In other embodiments, methods of treating arthritis, inflammation, autoimmune diseases, human immunodeficiency virus (HIV) immunodeficiency syndrome, myelodysplastic syndromes (such as aplastic anemia), ischaemic syndromes (such as myocardial infarction), liver diseases which are induced by toxins (such as alcohol), alopecia, damage to the skin due to UV light, lichen planus, atrophy of the skin, cataract, and graft rejections are provided. Typically, the compounds used in embodiments of the invention will be substantially purified prior to administration. The subject can be an animal, including, but not limited to, cows, pigs, horses, chickens, cats, dogs, and the like, and is typically a mammal, and in a particular embodiment human. In another specific embodiment, a non- human mammal is the subject.
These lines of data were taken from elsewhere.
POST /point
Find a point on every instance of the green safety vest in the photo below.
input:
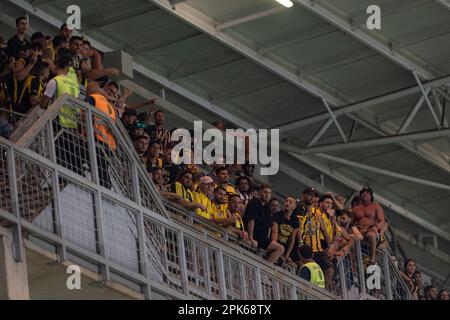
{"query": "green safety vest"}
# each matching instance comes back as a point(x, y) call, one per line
point(68, 84)
point(317, 276)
Various delivery systems are known and can be used to administer a compound of the invention, such as, for example, encapsulation in liposomes, microparticles, microcapsules, recombinant cells capable of producing the derivative, receptor-mediated endocytosis (see, e.g., Wu and Wu ₅ J. Biol. Chem. 262:4429-4432, 1987), and the like. The apoptosis-modulating compounds are administered as therapeutic or pharmaceutical compositions by any suitable route known to the skilled artisan including, for example, intravenous, subcutaneous, intramuscular, intradermal, transdermal, intrathecal, intracerebral, intraperitoneal, intransal, epidural, and oral routes. Administration can be either rapid as by injection or over a period of time as by slow infusion or administration of slow release formulations. For treating tissues in the central nervous system, administration can be by

injection or infusion into the cerebrospinal fluid (CSF). When it is intended that a compound be administered to cells in the central nervous system, administration can be with one or more other components capable of promoting penetration of the derivative across the blood-brain barrier. In addition, it can be desirable to introduce a compound into the target tissue by any suitable route, including intravenous and intrathecal injection. Pulmonary administration can also be employed, such as, for example, by use of an inhaler or nebulizer, and formulation of the compound with an aerosolizing agent. In certain embodiments, the compound is coadministered with an inhibitor of esterase activity to further stabilize the compound. Pharmaceutical compositions can also be administered orally in any orally acceptable dosage form including, but not limited to, capsules, tablets, caplets, lozenges, aqueous suspensions or solutions. In the case of tablets for oral use, carriers that are commonly used include lactose and corn starch. Lubricating aids, such as magnesium stearate, are also typically added. For oral administration in a capsule form, useful diluents include lactose and dried corn starch. When aqueous suspensions are required, the agent can be combined with emulsifying and suspending aids. If desired, certain sweeteners, flavorants, or colorants can also be used.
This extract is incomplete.